No início de Agosto, o cerro do Castelo de Alferce acolheu também estudantes da Universidade do Algarve, já que estas escavações arqueológicas foram consideradas como campo-escola.

Depois há os voluntários. «As pessoas aqui da freguesia e do concelho manifestam um orgulho crescente por este sítio arqueológico e querem ajudar».

No dia em que o Sul Informação visitou o local, até o presidente da Junta de Freguesia de Alferce lá estava, como voluntário, de picareta na mão, a levantar pedras caídas de uma zona da muralha.

Mas não estava só: o seu filho Daniel, de 14 anos, era outro dos voluntários, a par da Joaninha, que já lá tínhamos encontrado no ano passado e que tem agora 12 anos. Por lá têm estado também a Jéssica, de 11 anos, e o Ricardo, de 10, todos habitantes de Alferce.

 

Fábio Capela é o arqueólogo coordenador dos trabalhos – Foto: Elisabete Rodrigues | Sul Informação

 

Mesmo não estando ainda muito publicitado, o sítio arqueológico já é visitado quase todos os dias por turistas – nomeadamente pelos caminhantes que percorrem o novo passadiço e a ponte suspensa sobre o Barranco do Demo, um percurso que começa na aldeia de Alferce e termina aqui, no alto do cerro, após uma dura subida.

«Muitos metem conversa connosco, querem saber o que estamos a fazer e de que sítio arqueológico se trata», conta Fábio Capela.

Em breve, as visitas serão facilitadas, com a abertura do Centro Interpretativo em Alferce e a colocação, no sítio arqueológico, de placas explicativas. Haverá ainda uma plataforma-miradouro, sobranceira à vertente nascente do cerro.

O prazo deste projeto termina no Verão de 2024, mas o arqueólogo municipal pretende garantir a sua prorrogação, porque «ainda há tanto para fazer aqui».

Além das questões de «conservação e restauro» que é preciso assegurar, «no próximo ano, queremos escavar no outro lado, na torre ainda não escavada», até para
«retirar pressão» sobre a zona da entrada.

Quando a campanha de escavações deste Verão terminar, a 8 de Setembro, essa zona será coberta com geotêxtil e uma camada de terra, «para tapar e proteger as fundações». Mas, garante Fábio, «já dará para vir aqui visitar».

Além da integração do cerro do Castelo de Alferce num novo circuito de visita turístico-cultural do concelho de Monchique (e do Algarve), o arqueólogo responsável pelos trabalhos tem outra ambição: «atualmente o cerro está classificado como de interesse público, mas, no futuro, temos de equacionar pedir a reclassificação para monumento nacional. Isto merece!».

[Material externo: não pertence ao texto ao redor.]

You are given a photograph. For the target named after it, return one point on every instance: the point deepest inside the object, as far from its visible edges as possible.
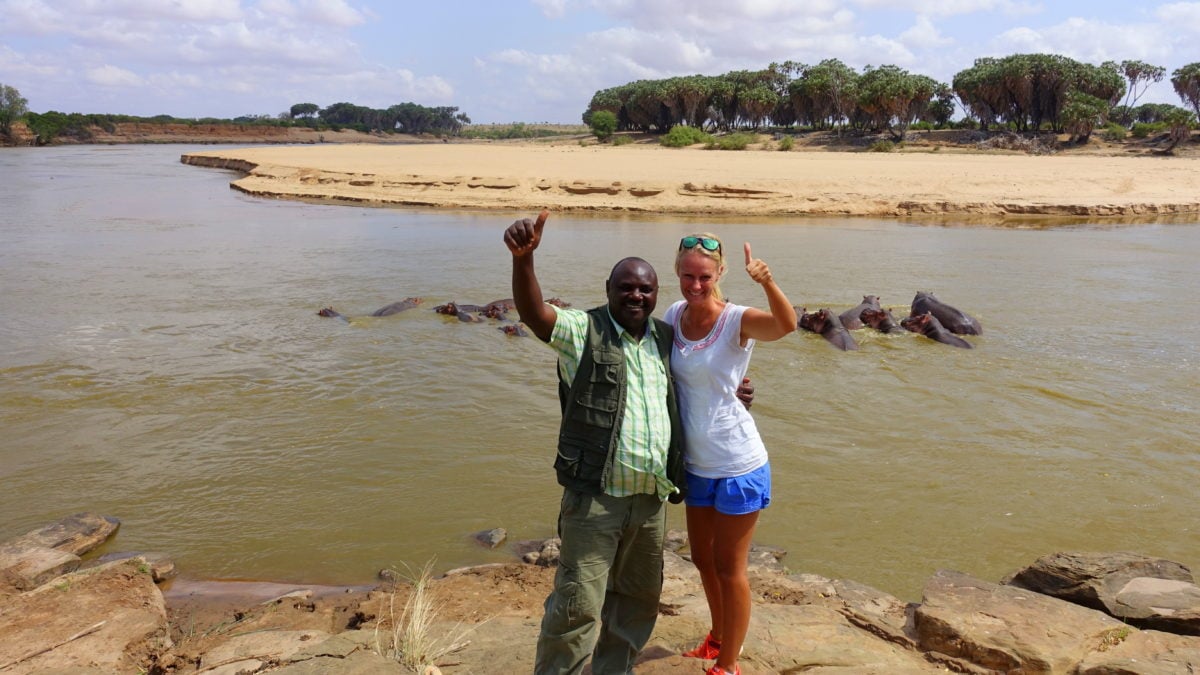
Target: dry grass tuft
(408, 634)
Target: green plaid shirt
(640, 463)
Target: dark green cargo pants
(611, 571)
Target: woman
(729, 477)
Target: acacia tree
(1026, 90)
(892, 97)
(1083, 113)
(305, 111)
(12, 107)
(1180, 123)
(826, 93)
(1186, 82)
(1138, 72)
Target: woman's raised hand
(756, 268)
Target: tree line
(1021, 93)
(403, 118)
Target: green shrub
(604, 124)
(731, 142)
(683, 136)
(1114, 131)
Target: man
(619, 457)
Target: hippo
(395, 308)
(828, 326)
(928, 326)
(953, 320)
(851, 318)
(880, 320)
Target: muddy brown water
(162, 362)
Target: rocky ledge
(1068, 613)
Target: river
(162, 362)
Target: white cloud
(1182, 16)
(552, 9)
(28, 17)
(113, 76)
(155, 10)
(952, 7)
(1092, 41)
(923, 35)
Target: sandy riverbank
(695, 181)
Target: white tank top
(720, 437)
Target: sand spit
(707, 183)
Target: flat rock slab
(112, 619)
(1146, 652)
(1149, 592)
(1007, 628)
(816, 639)
(37, 556)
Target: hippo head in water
(880, 320)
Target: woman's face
(697, 275)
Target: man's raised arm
(522, 238)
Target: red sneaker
(707, 650)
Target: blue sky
(523, 60)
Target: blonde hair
(718, 257)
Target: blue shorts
(732, 496)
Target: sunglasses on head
(693, 242)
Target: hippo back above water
(952, 318)
(828, 326)
(395, 308)
(852, 317)
(928, 326)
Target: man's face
(633, 292)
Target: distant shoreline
(988, 187)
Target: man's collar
(621, 329)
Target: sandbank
(645, 178)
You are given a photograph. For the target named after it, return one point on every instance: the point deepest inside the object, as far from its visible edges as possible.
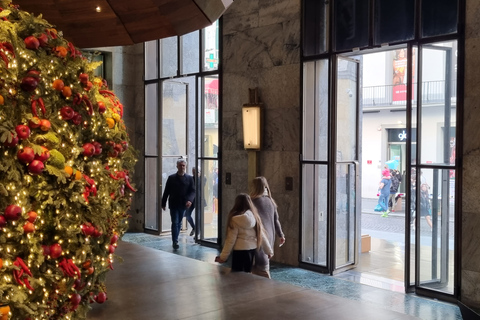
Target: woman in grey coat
(267, 210)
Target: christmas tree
(65, 167)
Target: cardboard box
(366, 243)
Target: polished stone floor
(155, 282)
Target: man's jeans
(176, 214)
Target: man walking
(180, 192)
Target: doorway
(409, 128)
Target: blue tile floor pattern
(409, 304)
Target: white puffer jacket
(243, 236)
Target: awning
(103, 23)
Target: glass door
(344, 219)
(434, 170)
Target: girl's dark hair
(243, 202)
(260, 184)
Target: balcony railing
(433, 92)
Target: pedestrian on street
(384, 192)
(180, 192)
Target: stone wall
(470, 236)
(127, 83)
(261, 48)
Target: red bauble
(12, 143)
(29, 84)
(101, 107)
(67, 113)
(75, 299)
(88, 149)
(32, 216)
(45, 125)
(44, 155)
(55, 250)
(23, 131)
(13, 212)
(34, 122)
(3, 221)
(101, 297)
(28, 227)
(26, 155)
(98, 148)
(36, 167)
(83, 77)
(32, 43)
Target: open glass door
(434, 170)
(344, 217)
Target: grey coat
(269, 216)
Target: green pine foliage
(65, 169)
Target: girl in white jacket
(244, 235)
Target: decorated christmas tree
(65, 168)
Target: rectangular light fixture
(252, 118)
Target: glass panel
(345, 215)
(436, 208)
(351, 24)
(151, 122)
(315, 105)
(174, 126)
(151, 193)
(210, 47)
(316, 26)
(438, 114)
(151, 60)
(190, 53)
(439, 17)
(394, 21)
(314, 214)
(168, 57)
(210, 147)
(346, 110)
(209, 192)
(169, 166)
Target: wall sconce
(252, 118)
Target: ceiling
(124, 22)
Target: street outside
(392, 228)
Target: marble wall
(470, 236)
(127, 83)
(261, 48)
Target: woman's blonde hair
(243, 202)
(260, 185)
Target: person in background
(396, 180)
(384, 191)
(180, 192)
(267, 210)
(188, 213)
(244, 235)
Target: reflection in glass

Se tal acontecer, será o primeiro monumento nacional do concelho de Monchique. E merece mesmo.

 

Fotos: Elisabete Rodrigues | Sul Informação

 

Projeto de investigação envolve várias entidades

O Projeto de Investigação Plurianual em Arqueologia intitulado “Da Pré-história Recente ao Medieval Islâmico: antigas ocupações humanas no Cerro do Castelo de Alferce”, promovido pela Câmara de Monchique, está em vigor desde 2020, em parceria com as Universidades do Algarve e de Évora e o Campo Arqueológico de Mértola, e com o apoio da Junta de Freguesia de Alferce e da Associação Arqueológica do Algarve.

O Cerro do Castelo de Alferce é um povoado fortificado que ocupa uma elevação rochosa com 487 metros de altitude máxima, na serra de Monchique. O sítio arqueológico é composto por três recintos amuralhados não concêntricos, sendo que o vulgarmente chamado Castelo de Alferce corresponde ao recinto fortificado superior, onde estão a decorrer as investigações.

A fortificação era constituída por três ordens de muralhas: um fortim superior de tipo qasr (alcácer), uma cintura de muralhas a cerca de 36 metros do fortim e uma terceira cerca a rodear todo o cerro, com cerca de 9 hectares de área intramuros.

Além da ocupação islâmica-omíada (séculos IX-XI d.C.), o cerro contém vestígios arqueológicos enquadráveis na Pré-História Recente, nomeadamente na Idade do Bronze (II milénio a.C.).